Pakistan’s political leaders have decided to pursue negotiations with the Pakistani Taliban and other militants in an attempt to bring a halt to an unrelenting wave of terrorist violence across the country that has killed over 800 since a general election in May.
On Monday, a conference of all of Pakistan’s political parties said it supported the new government’s efforts to bring the militants to the negotiating table. Within moments of the declaration being released, the Pakistani Taliban hailed the move. “[The] Taliban welcomes the dialogue offer and has a positive outlook about the joint communiqué,” Shahid Shahidullah, a Pakistani Taliban spokesman, told Geo News.

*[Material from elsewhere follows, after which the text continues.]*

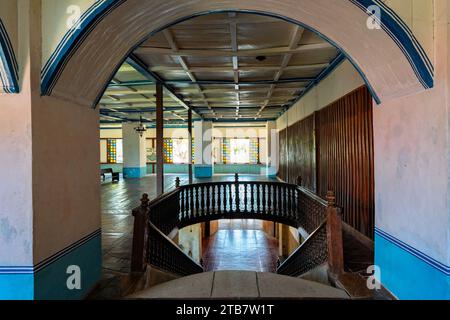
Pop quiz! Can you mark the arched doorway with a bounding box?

As the U.S. prepares to withdraw from Afghanistan next year, Pakistan’s leaders have argued that it is time for the country to bring its own conflict to a close through political settlement. Previous attempts at peace with the Pakistani Taliban, however, have only made things worse.
“The Afghan Taliban are representative of at least a faction of the Afghan people,” says retired Brigadier Shaukat Qadir. “Our Taliban are not representative of any people.”
In 2009, a cease-fire agreement with the Pakistani Taliban broke down in the Swat Valley after the militants seized the opportunity to deepen their hold of the territory, expanding into adjacent areas and imposing their own brutal brand of Shari‘a.
Despite that, there is a widespread feeling of war weariness — something that cricket legend turned politician Imran Khan tapped into during the polls when his Pakistan Tehreek-e-Insaf (Pakistan’s Movement for Justice) party swept to power in Khyber Pakhtunkhwa province. Khan has been instrumental in lobbying for negotiations.
“Most of these parties have been telling their people that this war can’t be won just by military action,” says Talat Masood, a retired general turned analyst.
There is, however, a widespread reluctance to acknowledge that the problem of violence is Pakistan’s own. The conference, says security analyst Ejaz Haider, has effectively argued that “whatever happens in Pakistan is part of the blowback from Afghanistan.” Such thinking, he says, ignores the fact that much domestic bloodshed — like sectarian violence toward Shi‘ites, to cite just one factor — has nothing to do with the Afghan conflict.
It is also unclear how negotiations will work. The Pakistani Taliban have repeatedly said that they aren’t prepared to lay down their arms during negotiations or concede on issues like female education or recognize the authority of what they say are “un-Islamic” laws.
“In that case, it won’t work,” says Masood. “We’ll have to go for a military operation.”